We all have favourite sayings and similes we use. Sometimes there’s just no better way to describe a situation than with an analogy, and I know I use “my two cents” and “don’t judge a book by its cover” a lot. But if you think about some of our sayings, quite a few don’t make much sense. Often the reason is that the meanings are archaic and you need to know their origins to understand them. So here are a few of the stranger ones demystified.
5) It’s raining cats and dogs
When has it ever rained cats and dogs? Obviously never, so its literal meaning makes little sense. But its origin is hard to pin down as well. The most likely origin is that in London in the 17th century, heavy rain used to fill the streets and carry along dead animals and people created the analogy over time.
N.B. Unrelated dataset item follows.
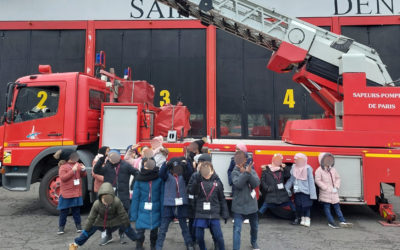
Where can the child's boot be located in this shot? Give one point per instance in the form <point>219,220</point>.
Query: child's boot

4) A bird in the hand is worth two in the bush
I think this is one of the best sounding proverbs and its meaning is fairly obvious: that it is better to accept a small advantage and what you have now than to risk everything in search of more. The bush part often trips people up, but it dates back to medieval times when a falcon might rest on your hand, the “two in the bush” being prey.
3) Make no bones about it
Make no bones about it is fairly odd if you think about it. What do bones have to do with stating something without hesitation or objection? But its origin is in an earlier phrase: “to find bones in”, particularly in a meal or soup. To find no bones meant you had no problems; the saying likely evolved from that.
2) There’s more than one way to skin a cat
Some of these sayings don’t seem to like cats much. This one means that there are several ways to do or achieve something, and the most likely origin is that the cat originally referred to a catfish (which has a tough skin) and the saying was shortened over time. It’s also possible that it’s a variation of the expression “to skin the cat”, which was a child’s gymnastic trick, the “more than one way” being the different ways of performing the trick.
1) As straight as a die
I’ve always found as straight as a die very strange, in that its literal meaning is to be honest and true; how does that relate to a die being straight, something which it obviously isn’t? The simile actually dates back to an earlier saying, “make this borde as smoothe as dyce”. If you think of dice being smooth and “true” in casting them, then it makes more sense.